Early season insect problems, disease and wind damage are among a plethora of good reasons to wait until May to plant cotton in eastern North Carolina.
On the other hand, long-time Beaufort County, N.C., Extension Farm Agent Gaylon Ambrose says there are plenty of reasons to plant early.
Cotton was a popular crop in the Black Lands region of eastern North Carolina back in the 1960s. Weed problems, excessive growth patterns of then new cotton varieties and the lure of other crops took cotton out of the equation for nearly 30 years.
In 1991, one grower (Milton Prince) tried cotton and by 1995, a handful of Beaufort County farmers were back in the cotton business. They built a gin in 1996 and were on their way to becoming one of the top cotton producing counties in the state.
Cotton in Beaufort County and Gaylon Ambrose grew together in popularity. Ambrose carefully tracked the growth of cotton, developing a few theories about growing cotton that didn’t exactly mesh with the experts.
“On the one hand, our growers had a steep learning curve when they first started growing cotton. On the other hand, they didn’t have any biases about how to grow it. As their county agent, I had a steep learning curve, too,” Ambrose recalls.
As part of his steep learning curve, Ambrose closely tracked cotton research in Mississippi. Over five years these researchers planted cotton early (April 1) versus late-April and early-May. Four years out of five they got better yields on early planted plots, and on the fifth year there was no difference in yield.
Sunlight energy a limiting factor
“One of the limiting factors of cotton growth is sunlight energy. When cotton is planted in late April to mid-May, the maximum demand by the cotton plant for sunlight energy is around July 4, or later for later planted cotton.
“By planting earlier in April, the cotton plant will need maximum sunlight energy earlier. When is the most sunlight available? That’s got to be on the longest day of the year or June 21, so it seems logical to me that cotton sets more blooms when more sunlight is available and you ultimately pick more cotton,” Ambrose says.
Based on this research, Ambrose started his own planting date study in eastern North Carolina. “We used April 30, May 16 and May 31 as planting dates. From April 30 to May 16, we were losing 11 pounds of lint per acre per day. April 30 compared to May 31, we were losing 22 pounds per acre per day on the later planted cotton,” he says.

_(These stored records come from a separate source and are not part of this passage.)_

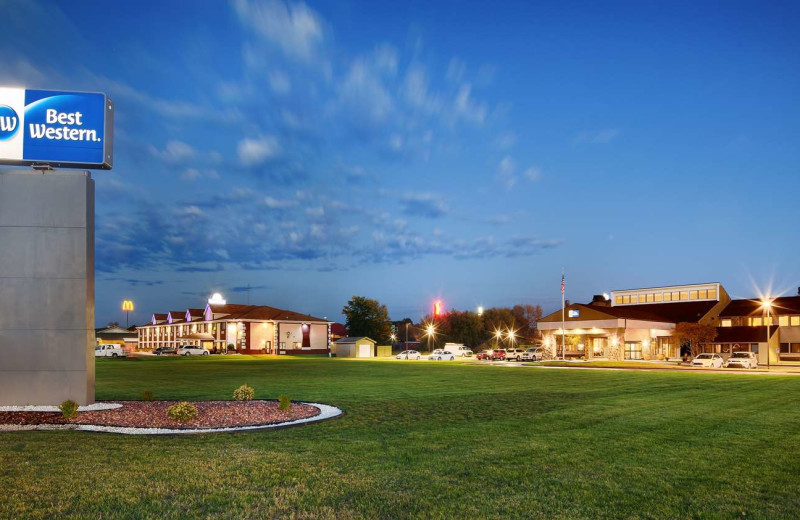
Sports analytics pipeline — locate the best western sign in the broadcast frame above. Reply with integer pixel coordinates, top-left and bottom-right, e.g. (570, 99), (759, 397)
(0, 88), (114, 170)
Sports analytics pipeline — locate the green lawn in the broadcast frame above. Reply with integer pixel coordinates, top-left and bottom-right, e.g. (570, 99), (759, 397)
(0, 356), (800, 519)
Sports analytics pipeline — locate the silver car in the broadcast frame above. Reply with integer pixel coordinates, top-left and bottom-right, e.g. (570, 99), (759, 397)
(725, 352), (758, 368)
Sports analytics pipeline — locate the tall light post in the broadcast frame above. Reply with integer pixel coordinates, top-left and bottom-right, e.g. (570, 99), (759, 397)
(425, 323), (436, 353)
(122, 300), (133, 329)
(761, 298), (772, 370)
(506, 329), (517, 347)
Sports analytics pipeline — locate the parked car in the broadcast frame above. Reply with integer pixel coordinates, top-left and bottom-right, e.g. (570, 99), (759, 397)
(522, 347), (544, 361)
(397, 350), (422, 359)
(725, 352), (758, 368)
(489, 348), (506, 361)
(443, 343), (472, 357)
(94, 343), (128, 357)
(506, 348), (525, 361)
(178, 345), (208, 356)
(692, 353), (723, 368)
(428, 348), (456, 361)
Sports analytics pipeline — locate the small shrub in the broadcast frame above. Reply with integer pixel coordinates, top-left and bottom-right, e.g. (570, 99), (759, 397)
(233, 385), (256, 401)
(167, 401), (197, 422)
(58, 399), (78, 419)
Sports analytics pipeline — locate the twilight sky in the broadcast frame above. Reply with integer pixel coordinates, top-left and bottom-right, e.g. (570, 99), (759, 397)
(0, 0), (800, 324)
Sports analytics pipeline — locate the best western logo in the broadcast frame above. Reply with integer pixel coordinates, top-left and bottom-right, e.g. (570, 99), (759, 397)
(28, 108), (100, 143)
(0, 105), (19, 141)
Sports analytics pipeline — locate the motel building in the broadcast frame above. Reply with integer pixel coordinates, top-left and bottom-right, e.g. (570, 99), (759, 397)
(137, 295), (331, 355)
(538, 282), (800, 365)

He subsequently duplicated the tests on several Beaufort County farms. When cotton was planted April 8 to April 15, the first flower appeared from June 21-23, or the longest days of the year.
In one test, the veteran North Carolina State University Extension agent says cotton was planted on April 3. “It was a day when a wise man would not have planted cotton —t hat’s why we planted it. The forecast was for cool wet weather, and we even got a light snow on that cotton — we wanted to see how cotton would perform under such adverse weather conditions,” Ambrose says.
The number of plants was significantly less (15,000 versus 45,000) for the early- versus later-planted cotton. Despite its early losses, the final yield on those two plots was virtually the same, he adds.
For about a decade the line for yield consistently favored early-planted cotton. “So, I think I’ve got it all figured out on planting date. Then we get record heat and drought, then October flooding in 2010, and for the first time early planted cotton wasn’t as good,” Ambrose says.
“Biological systems aren’t like physical systems. If I drop a coin from my hand, it will fall every time. In biological systems we deal with probabilities. And, based on my history with cotton in eastern North Carolina, I do believe we are more likely, over time, to make more cotton planted early versus normal or late-planting,” he concludes.
“If you have adequate to ample planting conditions in early April, I wouldn’t be afraid to put cotton in the ground. One thing I’ve learned about cotton over the years is that it’s tougher than I thought it would be, he concludes.